Menpar: PTN Pariwisata Harus Terapkan Kurikulum Global agar Berkelas Dunia

0
8

Jakarta NAWACITA – Menteri Pariwisata (Menpar) Arief Yahya menghadiri acara Tindak Lanjut 3C (Curriculum, Certification, Center of Excellence), Perguruan Tinggi Negeri-Pariwisata (PTN-P) Kemenpar di STP Bandung, Senin (4/2).

Pada kesempatan itu, seperti dalam keterangan tertulisnya, Menpar menyampaikan, pihaknya akan menerapkan kurikulum berstandar global untuk seluruh Perguruan Tinggi Negeri (PTN) Pariwisata di seluruh Indonesia.
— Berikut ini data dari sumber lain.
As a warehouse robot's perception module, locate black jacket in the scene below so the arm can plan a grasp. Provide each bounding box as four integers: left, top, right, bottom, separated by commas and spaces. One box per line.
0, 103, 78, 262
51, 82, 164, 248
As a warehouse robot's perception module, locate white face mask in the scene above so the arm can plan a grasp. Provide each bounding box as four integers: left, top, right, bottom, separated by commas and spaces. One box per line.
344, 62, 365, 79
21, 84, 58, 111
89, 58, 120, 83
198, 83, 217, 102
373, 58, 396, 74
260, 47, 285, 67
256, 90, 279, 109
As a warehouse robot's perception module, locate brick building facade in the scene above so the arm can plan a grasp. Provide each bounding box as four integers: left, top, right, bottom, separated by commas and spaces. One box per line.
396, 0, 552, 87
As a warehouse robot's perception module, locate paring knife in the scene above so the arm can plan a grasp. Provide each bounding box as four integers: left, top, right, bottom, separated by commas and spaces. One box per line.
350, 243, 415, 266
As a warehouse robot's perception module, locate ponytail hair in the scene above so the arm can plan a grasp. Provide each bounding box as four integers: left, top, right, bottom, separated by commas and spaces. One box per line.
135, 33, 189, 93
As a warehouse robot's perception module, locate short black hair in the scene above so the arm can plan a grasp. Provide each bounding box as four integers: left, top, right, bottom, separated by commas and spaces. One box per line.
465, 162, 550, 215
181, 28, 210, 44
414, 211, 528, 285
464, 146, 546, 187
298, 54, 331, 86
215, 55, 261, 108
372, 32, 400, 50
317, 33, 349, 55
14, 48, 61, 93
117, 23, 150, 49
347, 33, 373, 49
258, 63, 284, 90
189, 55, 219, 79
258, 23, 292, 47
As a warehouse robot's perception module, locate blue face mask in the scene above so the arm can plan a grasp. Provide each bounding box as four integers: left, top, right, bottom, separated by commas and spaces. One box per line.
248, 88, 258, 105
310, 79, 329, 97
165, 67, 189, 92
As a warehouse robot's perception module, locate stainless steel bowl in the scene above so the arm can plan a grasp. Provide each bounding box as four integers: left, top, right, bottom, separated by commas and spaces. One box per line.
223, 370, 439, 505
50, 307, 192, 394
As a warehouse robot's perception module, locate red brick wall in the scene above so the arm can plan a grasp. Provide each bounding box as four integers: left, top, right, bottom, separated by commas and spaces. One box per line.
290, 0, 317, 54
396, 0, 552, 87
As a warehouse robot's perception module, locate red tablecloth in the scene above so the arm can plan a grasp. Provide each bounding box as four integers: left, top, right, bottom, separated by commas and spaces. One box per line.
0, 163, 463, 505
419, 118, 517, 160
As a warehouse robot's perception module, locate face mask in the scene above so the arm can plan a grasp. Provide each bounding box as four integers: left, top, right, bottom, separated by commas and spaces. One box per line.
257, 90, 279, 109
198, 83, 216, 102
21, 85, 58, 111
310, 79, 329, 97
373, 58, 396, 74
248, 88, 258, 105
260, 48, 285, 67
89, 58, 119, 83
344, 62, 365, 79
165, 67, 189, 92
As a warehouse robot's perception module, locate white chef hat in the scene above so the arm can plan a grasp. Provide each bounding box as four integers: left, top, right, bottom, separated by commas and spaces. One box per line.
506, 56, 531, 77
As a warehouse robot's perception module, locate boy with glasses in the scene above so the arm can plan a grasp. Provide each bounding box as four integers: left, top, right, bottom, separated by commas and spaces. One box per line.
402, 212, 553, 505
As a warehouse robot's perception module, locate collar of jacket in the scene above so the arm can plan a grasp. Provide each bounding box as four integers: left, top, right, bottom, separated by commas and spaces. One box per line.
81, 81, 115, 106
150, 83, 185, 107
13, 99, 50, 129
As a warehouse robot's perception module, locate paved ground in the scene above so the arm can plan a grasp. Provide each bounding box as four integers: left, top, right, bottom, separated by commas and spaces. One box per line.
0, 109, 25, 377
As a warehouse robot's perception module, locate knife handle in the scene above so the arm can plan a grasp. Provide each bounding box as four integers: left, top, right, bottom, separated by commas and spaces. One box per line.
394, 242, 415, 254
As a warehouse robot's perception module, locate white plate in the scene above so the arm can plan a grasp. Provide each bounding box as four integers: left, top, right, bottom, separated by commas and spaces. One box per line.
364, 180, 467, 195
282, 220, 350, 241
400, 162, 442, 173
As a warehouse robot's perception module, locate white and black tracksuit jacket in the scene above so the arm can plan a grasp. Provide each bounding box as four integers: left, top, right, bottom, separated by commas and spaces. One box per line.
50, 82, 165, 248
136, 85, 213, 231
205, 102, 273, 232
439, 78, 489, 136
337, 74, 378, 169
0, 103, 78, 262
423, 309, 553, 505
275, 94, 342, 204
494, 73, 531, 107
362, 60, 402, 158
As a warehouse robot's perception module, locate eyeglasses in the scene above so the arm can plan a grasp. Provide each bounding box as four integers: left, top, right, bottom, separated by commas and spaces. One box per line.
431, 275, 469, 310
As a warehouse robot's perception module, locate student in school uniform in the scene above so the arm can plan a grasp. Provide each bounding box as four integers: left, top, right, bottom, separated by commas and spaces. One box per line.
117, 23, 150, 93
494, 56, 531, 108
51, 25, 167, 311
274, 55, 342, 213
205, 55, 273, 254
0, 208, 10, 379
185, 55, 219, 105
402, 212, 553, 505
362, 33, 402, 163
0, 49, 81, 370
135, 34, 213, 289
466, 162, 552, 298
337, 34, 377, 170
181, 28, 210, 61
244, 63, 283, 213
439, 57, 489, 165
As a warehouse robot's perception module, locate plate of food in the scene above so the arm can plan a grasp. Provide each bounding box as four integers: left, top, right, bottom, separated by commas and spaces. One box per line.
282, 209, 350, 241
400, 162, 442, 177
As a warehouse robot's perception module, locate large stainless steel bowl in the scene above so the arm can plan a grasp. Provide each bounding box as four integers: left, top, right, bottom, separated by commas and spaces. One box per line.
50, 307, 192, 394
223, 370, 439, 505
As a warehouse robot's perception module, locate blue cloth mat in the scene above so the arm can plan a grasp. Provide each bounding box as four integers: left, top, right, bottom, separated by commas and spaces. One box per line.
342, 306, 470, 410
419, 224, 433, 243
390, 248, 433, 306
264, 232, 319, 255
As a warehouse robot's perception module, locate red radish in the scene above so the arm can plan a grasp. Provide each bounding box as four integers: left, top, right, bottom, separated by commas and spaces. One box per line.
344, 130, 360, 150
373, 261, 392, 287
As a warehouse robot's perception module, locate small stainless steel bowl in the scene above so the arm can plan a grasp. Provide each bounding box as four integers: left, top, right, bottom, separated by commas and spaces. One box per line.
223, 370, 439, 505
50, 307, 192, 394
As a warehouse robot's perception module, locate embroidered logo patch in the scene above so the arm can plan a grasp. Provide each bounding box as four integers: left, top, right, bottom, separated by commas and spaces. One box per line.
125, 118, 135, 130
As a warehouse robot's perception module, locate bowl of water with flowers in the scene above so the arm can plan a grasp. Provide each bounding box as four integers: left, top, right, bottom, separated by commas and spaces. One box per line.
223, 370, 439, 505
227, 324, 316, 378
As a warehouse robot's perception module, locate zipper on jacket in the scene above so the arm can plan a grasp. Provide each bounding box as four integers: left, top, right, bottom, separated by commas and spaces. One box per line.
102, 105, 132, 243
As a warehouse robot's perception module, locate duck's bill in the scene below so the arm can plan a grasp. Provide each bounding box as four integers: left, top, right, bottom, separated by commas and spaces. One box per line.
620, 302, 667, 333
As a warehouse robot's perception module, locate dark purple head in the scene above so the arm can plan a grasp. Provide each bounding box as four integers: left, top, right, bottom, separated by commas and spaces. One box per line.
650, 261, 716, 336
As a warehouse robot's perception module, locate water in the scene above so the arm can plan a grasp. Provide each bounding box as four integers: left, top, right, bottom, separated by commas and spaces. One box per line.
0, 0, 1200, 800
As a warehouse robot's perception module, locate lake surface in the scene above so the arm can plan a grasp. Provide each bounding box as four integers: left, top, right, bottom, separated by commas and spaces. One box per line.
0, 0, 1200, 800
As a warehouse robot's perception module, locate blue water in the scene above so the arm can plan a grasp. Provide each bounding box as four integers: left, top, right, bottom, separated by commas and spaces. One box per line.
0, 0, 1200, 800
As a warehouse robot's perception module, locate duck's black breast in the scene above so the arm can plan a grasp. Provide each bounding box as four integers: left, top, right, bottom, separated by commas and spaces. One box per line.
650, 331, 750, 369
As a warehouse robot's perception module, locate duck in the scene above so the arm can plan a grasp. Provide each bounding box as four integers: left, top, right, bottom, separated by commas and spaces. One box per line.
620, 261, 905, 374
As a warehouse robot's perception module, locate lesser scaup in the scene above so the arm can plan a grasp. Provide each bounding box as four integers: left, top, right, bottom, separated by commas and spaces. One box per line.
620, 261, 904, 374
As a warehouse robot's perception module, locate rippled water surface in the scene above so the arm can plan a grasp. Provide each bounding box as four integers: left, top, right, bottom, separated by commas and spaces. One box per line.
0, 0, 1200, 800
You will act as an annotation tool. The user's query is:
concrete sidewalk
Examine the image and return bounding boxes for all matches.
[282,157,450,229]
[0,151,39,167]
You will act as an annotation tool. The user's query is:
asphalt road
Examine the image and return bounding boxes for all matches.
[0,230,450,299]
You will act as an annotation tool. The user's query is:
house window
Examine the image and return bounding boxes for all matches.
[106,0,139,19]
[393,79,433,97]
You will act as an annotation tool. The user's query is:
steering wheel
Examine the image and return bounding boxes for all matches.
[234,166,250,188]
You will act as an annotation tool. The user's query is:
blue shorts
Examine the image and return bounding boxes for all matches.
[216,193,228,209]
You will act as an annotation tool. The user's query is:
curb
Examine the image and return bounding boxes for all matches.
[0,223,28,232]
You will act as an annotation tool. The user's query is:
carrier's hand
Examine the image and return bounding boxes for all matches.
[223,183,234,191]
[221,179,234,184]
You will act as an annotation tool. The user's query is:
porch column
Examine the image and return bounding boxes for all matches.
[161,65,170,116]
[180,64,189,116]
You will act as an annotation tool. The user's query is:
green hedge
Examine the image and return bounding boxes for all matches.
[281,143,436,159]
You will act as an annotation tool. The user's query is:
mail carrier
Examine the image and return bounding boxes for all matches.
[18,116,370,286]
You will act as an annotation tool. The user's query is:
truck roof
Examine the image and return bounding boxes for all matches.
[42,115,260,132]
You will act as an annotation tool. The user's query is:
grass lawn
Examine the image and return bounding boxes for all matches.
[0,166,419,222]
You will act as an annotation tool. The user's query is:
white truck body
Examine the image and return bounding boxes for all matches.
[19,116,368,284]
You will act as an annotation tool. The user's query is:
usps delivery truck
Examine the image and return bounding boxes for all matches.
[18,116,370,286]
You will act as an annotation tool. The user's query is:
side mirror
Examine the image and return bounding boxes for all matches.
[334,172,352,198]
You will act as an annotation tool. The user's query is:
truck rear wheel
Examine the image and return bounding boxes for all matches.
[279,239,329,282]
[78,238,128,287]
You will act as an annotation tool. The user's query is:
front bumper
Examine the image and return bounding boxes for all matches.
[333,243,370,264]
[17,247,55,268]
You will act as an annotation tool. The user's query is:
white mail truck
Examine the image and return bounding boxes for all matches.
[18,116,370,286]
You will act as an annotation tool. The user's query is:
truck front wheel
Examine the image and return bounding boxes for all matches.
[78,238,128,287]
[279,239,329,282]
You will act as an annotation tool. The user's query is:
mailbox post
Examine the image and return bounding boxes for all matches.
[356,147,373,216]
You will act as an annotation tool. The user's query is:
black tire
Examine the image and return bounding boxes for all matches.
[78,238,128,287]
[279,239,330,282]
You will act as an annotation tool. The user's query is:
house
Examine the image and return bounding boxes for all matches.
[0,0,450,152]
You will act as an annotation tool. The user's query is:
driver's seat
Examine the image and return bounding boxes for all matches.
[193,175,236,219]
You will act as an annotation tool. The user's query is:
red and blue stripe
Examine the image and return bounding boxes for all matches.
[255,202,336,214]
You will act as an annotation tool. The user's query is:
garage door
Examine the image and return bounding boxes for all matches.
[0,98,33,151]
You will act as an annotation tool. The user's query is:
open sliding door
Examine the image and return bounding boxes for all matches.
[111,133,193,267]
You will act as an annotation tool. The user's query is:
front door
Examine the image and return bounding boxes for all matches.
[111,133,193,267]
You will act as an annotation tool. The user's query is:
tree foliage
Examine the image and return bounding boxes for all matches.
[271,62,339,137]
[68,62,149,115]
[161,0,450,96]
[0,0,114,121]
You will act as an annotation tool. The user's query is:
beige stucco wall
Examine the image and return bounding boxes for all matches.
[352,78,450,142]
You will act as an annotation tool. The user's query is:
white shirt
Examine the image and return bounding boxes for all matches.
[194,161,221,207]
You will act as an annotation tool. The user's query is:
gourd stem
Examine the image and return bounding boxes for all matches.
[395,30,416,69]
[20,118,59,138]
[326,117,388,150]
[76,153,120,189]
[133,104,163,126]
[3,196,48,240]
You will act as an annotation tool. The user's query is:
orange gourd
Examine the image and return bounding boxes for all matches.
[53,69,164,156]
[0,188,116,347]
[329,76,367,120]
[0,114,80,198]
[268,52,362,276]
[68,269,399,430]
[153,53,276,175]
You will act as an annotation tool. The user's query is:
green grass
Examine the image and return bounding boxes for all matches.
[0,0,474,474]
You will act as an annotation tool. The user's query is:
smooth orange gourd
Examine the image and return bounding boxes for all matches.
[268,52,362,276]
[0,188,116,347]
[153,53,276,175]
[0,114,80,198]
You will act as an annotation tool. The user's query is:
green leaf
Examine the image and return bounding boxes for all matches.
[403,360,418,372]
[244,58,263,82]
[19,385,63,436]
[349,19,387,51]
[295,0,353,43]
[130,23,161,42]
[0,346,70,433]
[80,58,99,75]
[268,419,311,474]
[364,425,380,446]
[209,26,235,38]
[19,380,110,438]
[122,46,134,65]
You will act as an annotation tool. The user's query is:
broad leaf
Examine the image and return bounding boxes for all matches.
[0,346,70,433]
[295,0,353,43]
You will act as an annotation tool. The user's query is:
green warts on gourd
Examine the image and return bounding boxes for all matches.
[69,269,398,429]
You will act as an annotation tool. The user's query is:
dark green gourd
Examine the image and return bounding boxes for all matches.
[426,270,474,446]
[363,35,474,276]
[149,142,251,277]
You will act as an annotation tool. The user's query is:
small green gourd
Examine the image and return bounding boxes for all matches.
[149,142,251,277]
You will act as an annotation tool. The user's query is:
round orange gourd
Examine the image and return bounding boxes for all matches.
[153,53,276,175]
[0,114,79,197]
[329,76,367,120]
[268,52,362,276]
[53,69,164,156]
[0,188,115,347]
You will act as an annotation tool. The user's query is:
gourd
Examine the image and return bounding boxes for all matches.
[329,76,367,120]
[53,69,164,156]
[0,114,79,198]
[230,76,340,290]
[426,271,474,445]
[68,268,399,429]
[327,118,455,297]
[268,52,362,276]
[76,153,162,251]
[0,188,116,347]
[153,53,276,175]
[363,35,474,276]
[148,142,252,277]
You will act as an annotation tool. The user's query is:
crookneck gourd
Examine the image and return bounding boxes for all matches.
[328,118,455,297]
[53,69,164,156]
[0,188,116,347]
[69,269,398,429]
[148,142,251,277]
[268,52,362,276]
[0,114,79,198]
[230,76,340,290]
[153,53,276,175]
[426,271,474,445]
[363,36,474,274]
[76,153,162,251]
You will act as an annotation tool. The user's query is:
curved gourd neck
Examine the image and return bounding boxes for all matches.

“Saya selalu mengingatkan, kalau ingin menjadi global player, maka kita harus menggunakan standar global. Caranya, membangun STP berkelas dunia, saya punya jurus 3C yaitu Curriculum, Certification, Center of Excellence,” ujar Arief Yahya, Senin (4/3).

Menpar Arief menjelaskan, PTN pariwisata yang dikelola Kementerian Pariwisata harus memiliki kurikulum yang berstandar global baik dari sisi lulusan, dosen dan institusinya.

“Supaya bisa menjadi PTN berkelas dunia,” ujarnya.

Seluruhnya, kata dia, harus disertifikasi oleh lembaga global dan prestisius, di samping setiap PTN Pariwisata harus mampu memainkan peran sebagai pusat-pusat keunggulan (center of excellence) bagi bidang spesialisasinya masing-masing.

“Acuannya, standar global dan berkelas regional international pada Tedqual UNWTO sekaligus pada 6 UPT Sekolah Tinggi Pariwisata. Ini fungsinya sebagai ‘certification’ dan menjadi upaya untuk menaikan kapasitas dosen,” kata Menpar Arief.

Konsep ini kata Menpar, juga menjadi Center of Execellence sekaligus sebagai Pusat Pengembangan Wisata Religi dan Budaya. Di sisi lain, juga memuat fungsi English Learning Center hingga Pembelajaran Wirausaha bagi para Profesional Industri Pariwisata.

“Formulasi ini ideal bagi 6 UPT Sekolah Tinggi Pariwisata,” katanya.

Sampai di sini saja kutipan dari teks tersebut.